Frequently Asked Questions

It depends on the site's terms of use, copyright in the records, and your jurisdiction. Public-domain catalogue metadata is usually fine to harvest politely; check robots.txt and the terms, and never republish rights-restricted images without permission.

Should I use an API instead of scraping?

Always prefer an official API, IIIF manifest, or bulk data dump if one exists. They are stable, documented and sanctioned; scraping HTML should be your last resort when no structured access is offered.

How do I avoid overloading an archive's server?

Add a delay between requests (start at 1-2 seconds), run sequentially rather than in parallel, set a descriptive User-Agent with your contact details, and cache responses so you never fetch the same page twice.
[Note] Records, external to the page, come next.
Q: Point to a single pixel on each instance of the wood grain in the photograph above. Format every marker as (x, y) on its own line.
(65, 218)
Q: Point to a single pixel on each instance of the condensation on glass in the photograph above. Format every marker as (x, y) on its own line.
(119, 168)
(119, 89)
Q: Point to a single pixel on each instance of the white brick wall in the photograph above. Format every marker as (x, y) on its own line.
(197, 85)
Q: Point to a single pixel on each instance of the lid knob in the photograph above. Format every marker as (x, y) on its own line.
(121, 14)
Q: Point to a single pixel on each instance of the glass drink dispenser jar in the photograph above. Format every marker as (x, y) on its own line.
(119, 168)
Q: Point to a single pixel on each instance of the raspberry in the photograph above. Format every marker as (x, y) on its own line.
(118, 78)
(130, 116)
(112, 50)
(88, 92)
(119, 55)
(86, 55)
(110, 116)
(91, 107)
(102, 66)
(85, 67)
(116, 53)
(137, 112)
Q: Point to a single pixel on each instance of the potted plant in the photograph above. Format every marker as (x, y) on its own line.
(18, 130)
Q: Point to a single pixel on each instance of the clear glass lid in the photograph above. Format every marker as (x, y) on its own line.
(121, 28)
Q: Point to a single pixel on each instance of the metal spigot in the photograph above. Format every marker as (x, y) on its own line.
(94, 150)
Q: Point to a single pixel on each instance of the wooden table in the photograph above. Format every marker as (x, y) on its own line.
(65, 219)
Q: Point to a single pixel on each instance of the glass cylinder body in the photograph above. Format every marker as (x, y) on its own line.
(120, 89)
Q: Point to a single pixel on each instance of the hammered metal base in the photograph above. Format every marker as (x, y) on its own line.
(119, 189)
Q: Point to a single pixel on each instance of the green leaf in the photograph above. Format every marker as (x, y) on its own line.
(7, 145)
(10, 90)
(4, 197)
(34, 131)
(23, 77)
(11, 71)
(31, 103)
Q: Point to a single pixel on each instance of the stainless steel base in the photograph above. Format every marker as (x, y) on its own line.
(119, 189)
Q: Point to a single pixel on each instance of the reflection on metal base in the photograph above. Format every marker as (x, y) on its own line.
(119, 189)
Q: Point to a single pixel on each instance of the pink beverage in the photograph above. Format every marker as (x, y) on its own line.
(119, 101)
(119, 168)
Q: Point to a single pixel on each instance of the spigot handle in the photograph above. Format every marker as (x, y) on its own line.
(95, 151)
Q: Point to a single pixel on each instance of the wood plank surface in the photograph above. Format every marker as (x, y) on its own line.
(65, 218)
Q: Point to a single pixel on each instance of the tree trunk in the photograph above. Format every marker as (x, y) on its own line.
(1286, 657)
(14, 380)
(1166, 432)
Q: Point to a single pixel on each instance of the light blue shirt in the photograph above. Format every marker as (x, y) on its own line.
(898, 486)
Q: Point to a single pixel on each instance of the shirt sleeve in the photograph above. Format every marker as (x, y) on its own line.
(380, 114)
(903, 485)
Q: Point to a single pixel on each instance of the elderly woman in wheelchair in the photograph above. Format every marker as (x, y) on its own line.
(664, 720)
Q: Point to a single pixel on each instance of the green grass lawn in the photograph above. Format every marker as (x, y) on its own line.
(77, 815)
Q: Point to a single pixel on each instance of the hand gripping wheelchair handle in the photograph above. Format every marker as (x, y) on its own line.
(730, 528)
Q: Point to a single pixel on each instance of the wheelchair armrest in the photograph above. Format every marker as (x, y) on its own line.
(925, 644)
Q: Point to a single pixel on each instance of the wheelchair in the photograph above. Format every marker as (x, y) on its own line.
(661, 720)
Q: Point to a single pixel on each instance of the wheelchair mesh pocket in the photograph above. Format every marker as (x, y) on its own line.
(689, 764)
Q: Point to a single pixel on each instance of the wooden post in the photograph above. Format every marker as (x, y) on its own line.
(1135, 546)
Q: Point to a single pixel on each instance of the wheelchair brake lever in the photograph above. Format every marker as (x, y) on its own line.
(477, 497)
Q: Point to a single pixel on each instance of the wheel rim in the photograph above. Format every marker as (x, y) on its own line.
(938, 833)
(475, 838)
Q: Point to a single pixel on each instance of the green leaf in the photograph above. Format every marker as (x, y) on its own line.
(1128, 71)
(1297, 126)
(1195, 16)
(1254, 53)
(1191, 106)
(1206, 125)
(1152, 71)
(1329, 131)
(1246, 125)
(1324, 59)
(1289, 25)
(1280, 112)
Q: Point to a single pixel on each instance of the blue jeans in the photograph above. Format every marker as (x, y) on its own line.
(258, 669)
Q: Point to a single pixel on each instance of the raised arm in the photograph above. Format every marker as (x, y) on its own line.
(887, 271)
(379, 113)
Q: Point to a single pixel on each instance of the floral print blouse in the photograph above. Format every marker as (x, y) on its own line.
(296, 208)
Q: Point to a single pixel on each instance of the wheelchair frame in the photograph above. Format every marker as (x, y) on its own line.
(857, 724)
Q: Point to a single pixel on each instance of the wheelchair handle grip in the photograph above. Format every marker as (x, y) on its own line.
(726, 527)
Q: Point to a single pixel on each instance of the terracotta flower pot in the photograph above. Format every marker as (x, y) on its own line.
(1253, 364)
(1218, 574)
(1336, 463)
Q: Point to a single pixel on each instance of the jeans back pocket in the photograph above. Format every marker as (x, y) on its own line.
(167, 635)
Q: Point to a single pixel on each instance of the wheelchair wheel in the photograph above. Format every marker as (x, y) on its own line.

What's the difference between requests and Selenium for scraping?

requests fetches the raw HTML the server sends, which is enough for most catalogues. Use Selenium or Playwright only when content is rendered by JavaScript after the page loads.

How do I extract data once I have the HTML?

Parse it with BeautifulSoup or lxml and target elements by CSS selector or XPath. Inspect the page in your browser's developer tools to find stable class names or table structures.

How should I store scraped records?

Write each record as a row to CSV or a SQLite database, keep the original HTML alongside it, and record the URL and a fetch timestamp so the data stays auditable and re-checkable.